[168] Camillus, (who being first banished by his ungrateful countrymen the Romans, afterwards returned, and freed them from the Gauls,) made a law, which prohibited the soldiers from quarrelling without the camp, lest upon that pretence they might happen to be absent when they ought to be on duty.
[169] The poet names a Modenese lawyer, whom he calls Vagellius, who was so impudent, that he would plead any cause, right or wrong, without shame or fear.
[170] The Roman soldiers wore plates of iron under their shoes, or stuck them with nails, as countrymen do now.
[171] Land-marks were used by the Romans, almost in the same manner as now; and as we go once a year in procession about the bounds of parishes, and renew them, so they offered cakes upon the stone, or land-mark.
[172] The courts of judicature were hung, and spread, as with us; but spread only before the hundred judges were to sit, and judge public causes, which were called by lot.
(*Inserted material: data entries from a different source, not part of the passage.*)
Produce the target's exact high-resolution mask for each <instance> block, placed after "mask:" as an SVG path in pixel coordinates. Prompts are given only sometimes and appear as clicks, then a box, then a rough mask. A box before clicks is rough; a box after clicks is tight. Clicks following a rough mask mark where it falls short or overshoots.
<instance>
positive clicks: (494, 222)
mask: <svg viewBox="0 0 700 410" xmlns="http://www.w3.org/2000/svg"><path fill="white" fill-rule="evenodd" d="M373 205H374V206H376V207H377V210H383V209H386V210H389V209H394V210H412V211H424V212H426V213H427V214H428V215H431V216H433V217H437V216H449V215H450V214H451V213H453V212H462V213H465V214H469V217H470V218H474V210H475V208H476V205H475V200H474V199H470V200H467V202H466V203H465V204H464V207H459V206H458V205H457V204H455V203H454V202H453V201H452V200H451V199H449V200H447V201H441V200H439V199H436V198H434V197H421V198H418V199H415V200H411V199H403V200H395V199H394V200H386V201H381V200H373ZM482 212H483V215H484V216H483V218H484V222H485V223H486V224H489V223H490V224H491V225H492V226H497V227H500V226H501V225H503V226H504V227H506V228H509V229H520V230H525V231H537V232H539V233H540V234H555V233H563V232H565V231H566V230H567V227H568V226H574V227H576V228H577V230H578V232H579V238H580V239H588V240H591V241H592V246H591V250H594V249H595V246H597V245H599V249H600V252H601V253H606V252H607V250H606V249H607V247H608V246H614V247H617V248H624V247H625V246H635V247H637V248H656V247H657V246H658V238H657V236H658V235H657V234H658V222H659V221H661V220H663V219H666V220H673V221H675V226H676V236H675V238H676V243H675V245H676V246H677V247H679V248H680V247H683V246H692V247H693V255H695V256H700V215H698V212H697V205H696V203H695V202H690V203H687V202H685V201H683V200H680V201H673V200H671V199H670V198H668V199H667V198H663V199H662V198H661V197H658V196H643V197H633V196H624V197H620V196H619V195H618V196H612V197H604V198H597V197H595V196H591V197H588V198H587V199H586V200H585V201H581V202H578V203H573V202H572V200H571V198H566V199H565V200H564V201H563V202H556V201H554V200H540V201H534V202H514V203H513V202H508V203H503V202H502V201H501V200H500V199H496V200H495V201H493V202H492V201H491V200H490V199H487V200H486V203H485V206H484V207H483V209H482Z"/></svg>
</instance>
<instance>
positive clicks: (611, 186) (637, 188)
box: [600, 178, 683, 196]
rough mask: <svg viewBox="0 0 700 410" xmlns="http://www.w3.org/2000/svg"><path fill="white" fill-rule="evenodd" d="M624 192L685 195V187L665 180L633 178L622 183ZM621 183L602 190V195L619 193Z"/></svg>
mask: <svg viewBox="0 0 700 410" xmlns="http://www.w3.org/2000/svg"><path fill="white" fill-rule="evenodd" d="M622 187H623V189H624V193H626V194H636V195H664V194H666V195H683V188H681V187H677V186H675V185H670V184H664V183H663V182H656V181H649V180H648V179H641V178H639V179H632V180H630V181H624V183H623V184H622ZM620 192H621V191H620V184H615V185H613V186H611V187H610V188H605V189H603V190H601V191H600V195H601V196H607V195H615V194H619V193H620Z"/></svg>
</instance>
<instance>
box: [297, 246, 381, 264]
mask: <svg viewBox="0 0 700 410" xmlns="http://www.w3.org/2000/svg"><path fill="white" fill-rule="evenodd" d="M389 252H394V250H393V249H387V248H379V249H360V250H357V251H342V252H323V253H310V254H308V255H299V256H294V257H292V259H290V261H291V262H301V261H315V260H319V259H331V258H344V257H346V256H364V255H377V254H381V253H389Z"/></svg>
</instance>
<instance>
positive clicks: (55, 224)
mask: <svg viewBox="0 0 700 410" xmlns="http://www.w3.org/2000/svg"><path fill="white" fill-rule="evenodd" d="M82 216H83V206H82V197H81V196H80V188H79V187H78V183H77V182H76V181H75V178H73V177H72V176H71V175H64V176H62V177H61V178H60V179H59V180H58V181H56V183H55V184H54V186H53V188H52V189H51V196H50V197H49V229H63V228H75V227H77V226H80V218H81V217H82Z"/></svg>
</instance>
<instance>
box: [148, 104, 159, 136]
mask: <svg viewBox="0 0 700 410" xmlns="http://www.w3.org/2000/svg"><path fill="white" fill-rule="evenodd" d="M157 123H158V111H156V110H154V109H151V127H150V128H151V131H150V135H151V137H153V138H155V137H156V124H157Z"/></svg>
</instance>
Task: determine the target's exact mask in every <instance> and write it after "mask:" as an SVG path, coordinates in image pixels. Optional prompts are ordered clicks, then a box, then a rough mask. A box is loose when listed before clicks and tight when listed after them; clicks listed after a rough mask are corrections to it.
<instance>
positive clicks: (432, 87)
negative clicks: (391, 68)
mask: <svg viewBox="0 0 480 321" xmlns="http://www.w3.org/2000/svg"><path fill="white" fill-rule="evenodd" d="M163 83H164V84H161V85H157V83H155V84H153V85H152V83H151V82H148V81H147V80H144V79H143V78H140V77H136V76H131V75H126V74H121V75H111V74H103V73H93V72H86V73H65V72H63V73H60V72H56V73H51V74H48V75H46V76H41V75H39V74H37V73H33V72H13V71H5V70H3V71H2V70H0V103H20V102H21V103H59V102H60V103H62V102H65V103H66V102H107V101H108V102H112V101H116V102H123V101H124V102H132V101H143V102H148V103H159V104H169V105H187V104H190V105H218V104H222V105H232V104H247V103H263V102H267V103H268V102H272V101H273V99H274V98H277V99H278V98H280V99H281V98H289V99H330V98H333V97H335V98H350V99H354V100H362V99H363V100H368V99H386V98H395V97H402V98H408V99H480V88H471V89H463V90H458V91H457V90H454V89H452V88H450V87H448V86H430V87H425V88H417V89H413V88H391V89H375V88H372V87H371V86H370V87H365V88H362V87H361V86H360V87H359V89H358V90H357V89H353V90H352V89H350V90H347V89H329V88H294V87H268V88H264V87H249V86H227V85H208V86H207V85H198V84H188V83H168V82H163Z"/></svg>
[173] The Roman soldiers had the privilege of making a will, in their father's life-time, of what they had purchased in the wars, as being no part of their patrimony. By this will, they had power of excluding their own parents, and giving the estate so gotten to whom they pleased: Therefore, says the poet, Coranus, (a soldier contemporary with Juvenal, who had raised his fortune by the wars,) was courted by his own father, to make him his heir.